The currently listed price for AEP is $90 w/locals and you should pay $5/month for each non-HD extra receiver and $6/month for an HD receiver that isn't your primary receiver. If you have two 510s at $5 each, that gets you to $100. There could be $5 in tax as someone mentioned. There are many possiblities for that other $5. Do you have 3 510s? If your 942 wasn't plugged into a phone line, there would be a $5 "no phoneline" fee. It would NOT say that on a line item on the bill though. If you post the line items on the recent bill, it might make more sense. 

I don't know if $105 is higher than it should be - I could only get to $100.

EDIT: As soon as I posted, it became apparent where your current missing $5 came from - you get the HD PAK now, but for $5 after the promotion. Normally, you would only increase $15 by moving from AEP to HD Platinum, but you will lose that HD Promotion adjustment if you switch from HD PAK to HD - any metal. How many more months do you have in your 12 month promotion of the HD PAK?


----------



## CABill (Mar 20, 2005)

mklatman - I've got one last question for you. 

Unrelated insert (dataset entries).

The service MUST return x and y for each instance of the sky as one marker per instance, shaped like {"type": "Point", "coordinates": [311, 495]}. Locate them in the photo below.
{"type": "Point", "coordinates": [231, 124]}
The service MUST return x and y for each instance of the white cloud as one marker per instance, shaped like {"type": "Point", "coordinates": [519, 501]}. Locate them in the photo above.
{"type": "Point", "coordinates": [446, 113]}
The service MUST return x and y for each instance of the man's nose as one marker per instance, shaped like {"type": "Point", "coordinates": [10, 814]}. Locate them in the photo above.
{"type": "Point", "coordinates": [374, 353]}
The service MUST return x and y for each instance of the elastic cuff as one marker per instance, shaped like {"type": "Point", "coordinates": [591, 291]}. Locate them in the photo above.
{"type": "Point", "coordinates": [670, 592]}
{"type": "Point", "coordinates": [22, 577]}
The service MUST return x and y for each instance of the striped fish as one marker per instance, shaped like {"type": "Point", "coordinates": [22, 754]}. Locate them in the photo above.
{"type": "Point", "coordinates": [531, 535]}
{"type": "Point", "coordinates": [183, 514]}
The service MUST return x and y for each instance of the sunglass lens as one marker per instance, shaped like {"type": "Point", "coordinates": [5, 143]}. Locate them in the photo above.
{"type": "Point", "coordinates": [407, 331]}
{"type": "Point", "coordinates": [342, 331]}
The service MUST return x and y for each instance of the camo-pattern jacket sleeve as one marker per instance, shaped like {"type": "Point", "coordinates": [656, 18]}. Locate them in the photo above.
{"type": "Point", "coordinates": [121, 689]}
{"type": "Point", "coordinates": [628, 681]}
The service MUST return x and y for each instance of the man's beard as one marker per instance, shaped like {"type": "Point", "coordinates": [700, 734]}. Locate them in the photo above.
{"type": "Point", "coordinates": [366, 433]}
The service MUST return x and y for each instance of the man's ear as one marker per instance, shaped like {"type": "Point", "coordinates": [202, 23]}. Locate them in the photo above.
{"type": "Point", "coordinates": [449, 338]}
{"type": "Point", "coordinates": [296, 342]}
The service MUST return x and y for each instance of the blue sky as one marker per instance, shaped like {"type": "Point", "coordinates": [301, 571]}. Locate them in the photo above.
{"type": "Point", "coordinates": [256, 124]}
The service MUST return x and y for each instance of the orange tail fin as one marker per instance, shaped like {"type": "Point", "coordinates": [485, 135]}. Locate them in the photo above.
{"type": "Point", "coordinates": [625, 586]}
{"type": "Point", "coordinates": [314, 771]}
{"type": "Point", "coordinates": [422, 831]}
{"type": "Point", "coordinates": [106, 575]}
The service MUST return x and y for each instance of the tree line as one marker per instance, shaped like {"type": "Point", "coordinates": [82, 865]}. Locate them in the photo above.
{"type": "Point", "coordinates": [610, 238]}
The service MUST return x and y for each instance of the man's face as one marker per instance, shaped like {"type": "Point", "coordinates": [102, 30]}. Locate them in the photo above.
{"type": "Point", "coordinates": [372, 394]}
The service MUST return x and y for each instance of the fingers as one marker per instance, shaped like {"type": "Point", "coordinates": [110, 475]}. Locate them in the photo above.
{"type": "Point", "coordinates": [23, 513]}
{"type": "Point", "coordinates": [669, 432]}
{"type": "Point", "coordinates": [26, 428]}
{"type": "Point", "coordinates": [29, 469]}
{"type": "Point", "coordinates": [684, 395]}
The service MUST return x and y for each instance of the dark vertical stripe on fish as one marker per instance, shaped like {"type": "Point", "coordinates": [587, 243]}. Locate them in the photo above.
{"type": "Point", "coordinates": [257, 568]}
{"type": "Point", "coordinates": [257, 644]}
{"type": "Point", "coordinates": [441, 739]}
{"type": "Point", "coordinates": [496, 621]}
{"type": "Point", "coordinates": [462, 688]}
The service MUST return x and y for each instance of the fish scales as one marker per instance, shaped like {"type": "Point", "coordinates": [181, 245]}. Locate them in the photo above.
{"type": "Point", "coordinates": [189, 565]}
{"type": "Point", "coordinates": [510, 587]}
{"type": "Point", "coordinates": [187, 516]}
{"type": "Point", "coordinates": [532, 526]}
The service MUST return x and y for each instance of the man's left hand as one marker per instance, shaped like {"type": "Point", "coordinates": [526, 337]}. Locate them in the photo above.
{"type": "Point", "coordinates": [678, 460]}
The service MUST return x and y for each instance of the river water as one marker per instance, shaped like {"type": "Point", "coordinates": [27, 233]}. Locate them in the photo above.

5.00 (leased receiver fee)
5.00 (additional receiver access fee)

Did you purchase both 510s but email [email protected] to get the 942 on a lease? If not the 942, did you get a 510 as a lease upgrade at some point in time?

Thanks!


----------



## mklatman (Jan 21, 2006)

CABill said:


> mklatman - I've got one last question for you.
> 
> 5.00 (leased receiver fee)
> 5.00 (additional receiver access fee)
> ...


The 942 is owned. One 510 is leased; the other is owned. My HD pricing promotion runs out at the end of July.

A CSR told me this morning, that the pricing promotion would remain in place even if I upgrade to one of the metal HD packages. He also told me something else that I did not know (and hope is really true) that instead of giving up my 942 when the April 1 rebate kicks in, I could keep it and turn in a 510 instead. This is a way better option for lots of obvious reasons, especially to be able to have at least MPEG-2 HDs if I ever get a second HDTV in the house.


----------



## CABill (Mar 20, 2005)

Thanks.

By the time we get to 1Apr, a lot more should be clear on pricing based on those that upgraded to 622s w/o the rebate. In Jan, I tried to lock in a year of HD PAK at $10 for the free month before the annual price for it disappeared on 1Feb. That would have killed the HD promotion - monthly only I was told. In my calls about the DishHD packages, I've consistently been told that the $5 promotion would go poof. Maybe not. People will have done it before 1Apr but it would be another good thing to know in advance of someone getting a new package. The details of the 1Apr rebate aren't available but I've also been consistently told that I COULD return an existing receiver for a $25 credit (mine are purchased). Also that I didn't HAVE to return any receiver I owned. Your leased 510 would seem like a great candidate. Mine would be a currently inactive 4000 in the closet!


----------